Statement of Interest

The Crew Building (former Institute of Animal Genetics) is part of an associated group of buildings for science education at the University of Edinburgh's 'King's Buildings' campus, designed and built between 1926 and 1932 by the important 20th century Scottish architectural partnership of Sir Robert Lorimer and John Fraser Matthew.

Stylistically, the buildings for the King's Buildings site by Lorimer and Matthew are designed in a paired-back classical style, fashionable for public buildings at the time. Lorimer and Matthew added Dutch-colonial and Arts and Craft features to the plain classical planning and plan form.

John F Matthew (1875 - 1955) was 'almost wholly responsible for the University's King's Buildings commissioned in 1927-29' (Dictionary of Scottish Architects). When Lorimer died in September 1929 he became sole partner. The figurative relief carving to the principal gable, depicting a child on a pedestal over a stylised fountain and a man and woman holding antique oil lamps up towards the child, is a distinctive feature of the entrance elevation. The curving, wrought iron balcony with rose motif is also distinctly in the manner of Robert Lorimer and is likely to be the work of Scottish ironwork specialist and Lorimer collaborator, Thomas Haddon. The interior entrance hall and central stair are finished to a high specification.

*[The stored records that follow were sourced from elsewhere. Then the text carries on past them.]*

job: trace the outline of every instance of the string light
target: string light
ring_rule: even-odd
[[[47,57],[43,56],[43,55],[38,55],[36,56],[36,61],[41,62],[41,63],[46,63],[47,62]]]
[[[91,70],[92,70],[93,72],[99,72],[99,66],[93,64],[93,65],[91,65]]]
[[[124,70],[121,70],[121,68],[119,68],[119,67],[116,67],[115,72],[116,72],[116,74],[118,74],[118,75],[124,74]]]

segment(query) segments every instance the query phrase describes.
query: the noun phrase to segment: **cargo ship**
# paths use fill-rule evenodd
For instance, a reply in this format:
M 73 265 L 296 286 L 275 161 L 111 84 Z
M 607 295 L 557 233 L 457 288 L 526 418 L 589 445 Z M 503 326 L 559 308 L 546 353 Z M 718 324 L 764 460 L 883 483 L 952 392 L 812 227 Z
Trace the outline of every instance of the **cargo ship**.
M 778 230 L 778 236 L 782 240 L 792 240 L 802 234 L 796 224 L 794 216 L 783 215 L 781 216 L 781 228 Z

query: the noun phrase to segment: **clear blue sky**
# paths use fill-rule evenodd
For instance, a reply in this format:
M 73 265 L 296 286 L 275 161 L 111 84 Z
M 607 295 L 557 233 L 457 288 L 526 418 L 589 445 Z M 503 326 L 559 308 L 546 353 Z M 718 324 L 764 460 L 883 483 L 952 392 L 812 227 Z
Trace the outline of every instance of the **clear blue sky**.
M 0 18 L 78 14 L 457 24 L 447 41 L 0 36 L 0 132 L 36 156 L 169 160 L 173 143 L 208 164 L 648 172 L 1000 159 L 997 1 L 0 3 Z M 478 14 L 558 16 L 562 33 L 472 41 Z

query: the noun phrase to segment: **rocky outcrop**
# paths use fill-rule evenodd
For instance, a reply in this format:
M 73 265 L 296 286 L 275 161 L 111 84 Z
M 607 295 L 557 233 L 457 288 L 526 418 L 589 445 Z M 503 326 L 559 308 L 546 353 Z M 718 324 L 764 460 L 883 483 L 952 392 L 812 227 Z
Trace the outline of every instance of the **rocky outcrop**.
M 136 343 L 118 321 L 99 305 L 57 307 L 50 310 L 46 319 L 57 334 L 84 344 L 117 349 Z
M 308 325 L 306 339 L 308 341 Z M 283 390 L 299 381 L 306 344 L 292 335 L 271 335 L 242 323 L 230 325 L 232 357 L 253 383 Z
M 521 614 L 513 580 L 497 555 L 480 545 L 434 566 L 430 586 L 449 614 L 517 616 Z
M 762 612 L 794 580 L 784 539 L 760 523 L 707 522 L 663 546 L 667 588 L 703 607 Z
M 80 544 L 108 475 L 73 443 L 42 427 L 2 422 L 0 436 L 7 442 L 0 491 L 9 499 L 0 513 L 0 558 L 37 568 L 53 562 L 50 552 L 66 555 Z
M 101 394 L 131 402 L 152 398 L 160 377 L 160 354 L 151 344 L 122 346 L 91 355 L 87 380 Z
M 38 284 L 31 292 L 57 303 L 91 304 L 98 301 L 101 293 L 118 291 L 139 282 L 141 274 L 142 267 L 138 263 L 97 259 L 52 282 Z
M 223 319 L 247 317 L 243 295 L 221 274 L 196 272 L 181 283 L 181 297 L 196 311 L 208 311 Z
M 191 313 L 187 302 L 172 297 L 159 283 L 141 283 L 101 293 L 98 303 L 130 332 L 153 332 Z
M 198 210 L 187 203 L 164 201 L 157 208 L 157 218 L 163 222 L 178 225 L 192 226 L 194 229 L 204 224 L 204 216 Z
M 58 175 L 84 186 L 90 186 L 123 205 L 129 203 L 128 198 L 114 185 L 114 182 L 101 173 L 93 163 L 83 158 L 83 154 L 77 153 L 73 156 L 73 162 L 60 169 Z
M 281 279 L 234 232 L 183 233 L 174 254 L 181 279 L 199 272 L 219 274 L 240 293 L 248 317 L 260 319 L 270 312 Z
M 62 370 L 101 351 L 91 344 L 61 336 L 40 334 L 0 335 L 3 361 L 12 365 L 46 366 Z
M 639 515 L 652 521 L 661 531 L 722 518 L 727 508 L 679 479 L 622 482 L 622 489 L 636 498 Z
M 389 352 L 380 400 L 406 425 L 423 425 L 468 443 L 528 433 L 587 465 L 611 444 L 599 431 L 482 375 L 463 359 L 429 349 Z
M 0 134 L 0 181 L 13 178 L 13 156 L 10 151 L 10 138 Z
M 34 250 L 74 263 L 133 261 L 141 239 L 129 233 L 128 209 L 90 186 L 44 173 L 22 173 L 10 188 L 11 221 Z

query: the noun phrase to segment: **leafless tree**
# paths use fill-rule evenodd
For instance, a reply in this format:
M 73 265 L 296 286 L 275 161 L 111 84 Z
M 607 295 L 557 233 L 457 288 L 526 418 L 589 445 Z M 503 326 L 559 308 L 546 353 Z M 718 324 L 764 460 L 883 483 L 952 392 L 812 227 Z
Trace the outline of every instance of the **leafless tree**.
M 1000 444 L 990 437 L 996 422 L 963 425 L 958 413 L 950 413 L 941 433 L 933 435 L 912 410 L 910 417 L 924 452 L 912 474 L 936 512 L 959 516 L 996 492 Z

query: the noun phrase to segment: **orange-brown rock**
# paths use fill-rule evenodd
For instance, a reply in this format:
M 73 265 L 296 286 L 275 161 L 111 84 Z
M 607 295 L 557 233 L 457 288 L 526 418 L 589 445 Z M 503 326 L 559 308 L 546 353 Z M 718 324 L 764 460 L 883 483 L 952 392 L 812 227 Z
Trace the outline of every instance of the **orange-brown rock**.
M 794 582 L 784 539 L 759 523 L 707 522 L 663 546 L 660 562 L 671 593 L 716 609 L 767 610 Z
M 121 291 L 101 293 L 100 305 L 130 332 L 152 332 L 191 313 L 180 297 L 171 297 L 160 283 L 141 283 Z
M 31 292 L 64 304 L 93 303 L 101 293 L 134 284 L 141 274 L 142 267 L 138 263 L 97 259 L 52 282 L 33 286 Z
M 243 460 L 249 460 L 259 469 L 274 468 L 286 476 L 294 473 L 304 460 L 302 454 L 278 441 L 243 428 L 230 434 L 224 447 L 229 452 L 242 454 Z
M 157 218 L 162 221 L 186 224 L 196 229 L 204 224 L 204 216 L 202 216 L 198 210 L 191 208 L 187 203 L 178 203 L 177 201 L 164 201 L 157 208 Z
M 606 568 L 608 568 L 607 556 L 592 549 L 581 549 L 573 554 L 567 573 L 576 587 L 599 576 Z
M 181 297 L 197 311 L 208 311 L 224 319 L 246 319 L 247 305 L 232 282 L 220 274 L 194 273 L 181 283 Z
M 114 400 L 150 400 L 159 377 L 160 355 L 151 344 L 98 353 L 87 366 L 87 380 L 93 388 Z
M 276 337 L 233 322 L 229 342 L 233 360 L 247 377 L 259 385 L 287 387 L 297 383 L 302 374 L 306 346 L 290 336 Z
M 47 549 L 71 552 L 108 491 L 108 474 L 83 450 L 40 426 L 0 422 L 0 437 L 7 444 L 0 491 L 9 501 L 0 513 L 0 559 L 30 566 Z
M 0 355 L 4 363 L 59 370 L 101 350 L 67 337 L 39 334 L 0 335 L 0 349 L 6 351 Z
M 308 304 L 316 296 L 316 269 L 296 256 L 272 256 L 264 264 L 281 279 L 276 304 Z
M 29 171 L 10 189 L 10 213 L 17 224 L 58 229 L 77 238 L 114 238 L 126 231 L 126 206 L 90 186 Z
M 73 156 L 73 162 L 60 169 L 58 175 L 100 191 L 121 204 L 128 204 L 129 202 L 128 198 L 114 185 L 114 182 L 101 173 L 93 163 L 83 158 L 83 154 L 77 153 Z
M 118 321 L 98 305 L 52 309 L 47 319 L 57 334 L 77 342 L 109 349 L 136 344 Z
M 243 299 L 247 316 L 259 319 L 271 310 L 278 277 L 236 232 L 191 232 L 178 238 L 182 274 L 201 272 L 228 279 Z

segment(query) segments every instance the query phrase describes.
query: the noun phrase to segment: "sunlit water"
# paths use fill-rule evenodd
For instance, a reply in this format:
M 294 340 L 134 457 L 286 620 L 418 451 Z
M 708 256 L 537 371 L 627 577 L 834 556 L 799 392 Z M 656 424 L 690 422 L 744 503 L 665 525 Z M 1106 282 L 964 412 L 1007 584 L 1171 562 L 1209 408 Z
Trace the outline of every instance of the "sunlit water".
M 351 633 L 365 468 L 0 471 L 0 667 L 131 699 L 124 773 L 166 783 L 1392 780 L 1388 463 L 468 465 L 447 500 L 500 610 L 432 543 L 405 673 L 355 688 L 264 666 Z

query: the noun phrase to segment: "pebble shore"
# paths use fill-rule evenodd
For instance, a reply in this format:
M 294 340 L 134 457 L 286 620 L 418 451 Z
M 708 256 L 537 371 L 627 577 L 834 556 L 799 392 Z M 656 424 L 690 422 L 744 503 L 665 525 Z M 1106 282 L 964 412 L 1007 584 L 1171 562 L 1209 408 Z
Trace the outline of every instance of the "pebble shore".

The 115 acre (45 hectare) area, formerly the site of West Mains Farm, on the southside of the city had been purchased in 1919 by the University for the relocation and expansion of its science departments. The sense of uncertainty during the years between the wars were felt at universities across the country, with economic austerity leading to a reduction in funding for scientific research. Increasing demand for laboratory facilities and lack of available funds led, in 1921, to the University launching an appeal for the erection of classrooms and laboratories at what was to become the King's Buildings site. In 1928 sufficient money had become available to start building the Institute of Animal Genetics, later renamed The Crew Building. The new subject of animal genetics was not widely welcomed or supported by the scientific community in Britain at the time, but it early developments in this discipline took place in Edinburgh under the Director of the Department in Animal Breeding, Francis Albert Eley Crew (1886-1973) from 1920. The Crew Building was opened in 1930 by the Professor of Physiology, Sir Edward Sharpey-Schafer. It was refurbished for Civil Engineering in the 1990s and is currently (2015) used by the School of GeoSciences. The building spans over 1,900 square metres and comprises lecture theatres, tutorial rooms, offices, a canteen and computer rooms.

Statutory Address and Listed Building Record revised in 2016. Previously Listed as 'Mayfield Road And West Mains Road, University Of Edinburgh, King's Buildings, Civil And Environmental Engineering (Formerly Animal Genetics)'.